I asked if I could attach the shower-spray to the wall. The Letting Agent (smiley, smiley! chatty chatty!) said yes while admitting that the water pressure is a ‘a bit weak.’ That’s like saying The Niagara Falls are known to roar slightly.
Having dutifully cleaned the previous place in a haze of bleach fumes until it gleamed and germs retreated in fear, I moved in and prepared for some light, preparatory dusting. And now…only now after several days of anger and despair, am I able to describe the horror, the horror.
The previous occupant had left freshly-cut clumps of thick black hair in all the sinks: bath, bathroom, kitchen etc. That’s normal right? Thought not - another new item for the checklist: inspect plugholes for alopecia-related detritus. Oh and the bathroom door and window do not shut, let alone lock. Also, when I first looked around, the weather outside was so hot my teeth began to itch. Now, in June, the bathroom is so cold, I fear it might be haunted.

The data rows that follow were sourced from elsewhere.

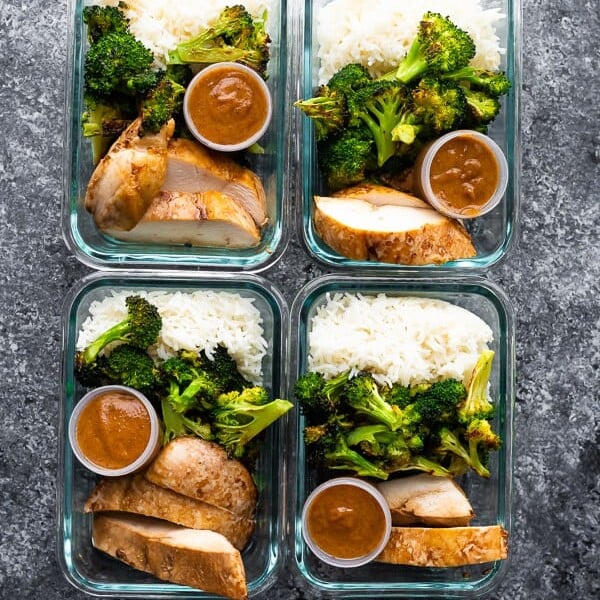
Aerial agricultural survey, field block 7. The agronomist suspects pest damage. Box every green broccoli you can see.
[348,80,409,167]
[384,12,476,83]
[102,344,160,395]
[294,371,350,425]
[307,427,388,479]
[457,350,494,425]
[161,351,220,414]
[318,127,376,190]
[441,66,512,98]
[83,2,129,43]
[75,295,162,379]
[140,76,185,135]
[161,397,214,445]
[294,85,348,142]
[84,31,159,101]
[412,77,467,135]
[168,5,271,79]
[81,95,137,165]
[210,387,293,458]
[344,373,402,431]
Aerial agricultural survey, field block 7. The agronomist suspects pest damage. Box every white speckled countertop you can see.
[0,0,600,600]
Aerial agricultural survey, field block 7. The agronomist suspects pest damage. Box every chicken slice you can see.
[314,196,476,265]
[107,191,260,248]
[332,182,431,208]
[161,138,267,227]
[85,118,175,231]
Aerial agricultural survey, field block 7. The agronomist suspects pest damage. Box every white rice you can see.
[87,0,271,67]
[308,294,493,385]
[317,0,505,84]
[76,290,267,385]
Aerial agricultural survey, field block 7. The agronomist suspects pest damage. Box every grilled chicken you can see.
[377,473,473,527]
[332,182,431,208]
[106,191,260,248]
[92,513,248,600]
[314,192,476,265]
[85,118,175,231]
[161,139,267,227]
[146,436,257,519]
[84,473,254,550]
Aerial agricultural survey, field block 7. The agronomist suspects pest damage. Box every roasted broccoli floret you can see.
[348,80,408,167]
[168,5,271,79]
[318,128,375,190]
[442,66,512,98]
[412,77,467,135]
[83,2,129,43]
[102,344,160,394]
[75,295,162,378]
[211,387,293,458]
[294,371,349,425]
[161,351,220,413]
[294,85,348,142]
[307,427,388,479]
[384,12,476,83]
[344,373,402,431]
[84,31,159,100]
[81,96,137,165]
[141,76,185,135]
[458,350,494,425]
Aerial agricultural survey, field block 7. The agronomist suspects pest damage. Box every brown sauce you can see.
[429,135,500,216]
[307,485,386,559]
[77,391,150,469]
[188,66,268,145]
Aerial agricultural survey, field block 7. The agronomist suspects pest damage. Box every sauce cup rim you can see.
[417,129,508,219]
[302,477,392,568]
[69,385,161,477]
[183,61,273,152]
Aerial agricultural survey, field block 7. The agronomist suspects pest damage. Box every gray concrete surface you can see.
[0,0,600,600]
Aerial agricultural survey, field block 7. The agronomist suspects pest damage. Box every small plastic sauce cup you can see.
[183,62,273,152]
[302,477,392,568]
[69,385,161,477]
[415,129,508,219]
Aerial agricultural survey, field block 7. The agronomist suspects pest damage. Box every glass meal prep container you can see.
[292,0,521,273]
[62,0,290,272]
[288,275,515,598]
[57,271,288,598]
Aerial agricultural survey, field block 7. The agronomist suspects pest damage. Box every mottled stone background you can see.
[0,0,600,600]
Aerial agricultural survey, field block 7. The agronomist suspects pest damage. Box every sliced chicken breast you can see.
[84,473,254,550]
[85,118,175,231]
[314,196,476,265]
[161,138,267,227]
[146,436,258,519]
[332,182,431,208]
[92,513,248,600]
[106,191,260,248]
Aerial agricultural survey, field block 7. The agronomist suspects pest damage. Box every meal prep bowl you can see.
[62,0,291,272]
[57,271,290,598]
[293,0,521,274]
[288,275,515,598]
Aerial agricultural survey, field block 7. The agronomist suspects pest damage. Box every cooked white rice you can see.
[91,0,271,66]
[308,294,493,385]
[317,0,504,84]
[76,290,267,384]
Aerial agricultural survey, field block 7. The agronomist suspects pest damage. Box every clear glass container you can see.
[291,0,521,274]
[62,0,291,272]
[57,271,291,598]
[288,275,515,598]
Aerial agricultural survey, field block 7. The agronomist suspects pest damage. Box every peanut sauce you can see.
[306,484,386,559]
[188,65,268,145]
[429,135,500,216]
[77,391,151,469]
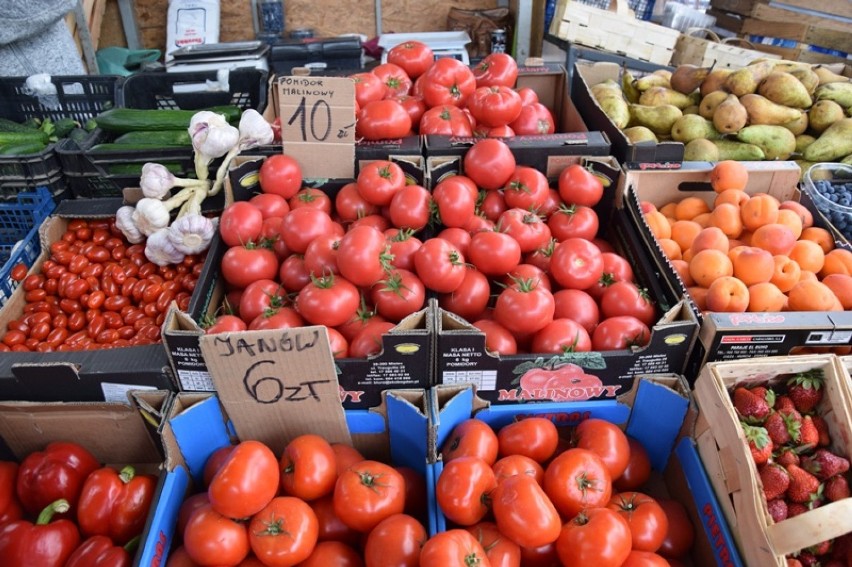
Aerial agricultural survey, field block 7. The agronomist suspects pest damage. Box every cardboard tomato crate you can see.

The place was filthy: nothing had been cleaned, and my sight problems led to a vision of filth hitting me quite unexpectedly. The oven was rank, and the light fittings are frankly, furry. The agreement states I must have the place ‘professionally cleaned’ on vacating. Ha. Never going to happen, which I’ve pointed out to the chatty-happy-martinet she-agent (who boasted about having a power shower at her home).
And dimmer switches are so romantic aren’t they? Just not when they are ancient, and attached to low energy light bulbs. When this happens, they are hazardous.
But back to the water pressure. After nearly ending up in Stoke Mandeville following the contortions required to reach the bathroom mixer-tap, and observing the sad, pitifully slow trickle of water from the bathroom sink, I scalded myself under the kitchen tap. The letting agent’s response took several days. There’s a long history of investigations; in fact an entire creation myth with fluid-deities, mythical pipe workmen and phantom plumbing engineers explaining why the water pressure is so weak. After observing me signing on the dotted line, that damned she-agent wrote: ‘The owners tolerated it when they lived there, and so you just have to accept it too.’
I shall yodel from beyond the grave: ‘Yeah but the owners eventually get to OWN the bloody house!’ Yep: amateur landlords again, trapped (or forced) amateur landlords, with property in negative equity which must be rented out, resentful sulky landlords who can’t/won’t pay for repairs, treating maintenance requests as an affront to their human rights. And another thing: this didn’t emerge in the survey?
I’ve asked for a meeting with that heinous she-agent, who breezily chats over and deftly ignores me, batting off all complaints. I shall keep you posted.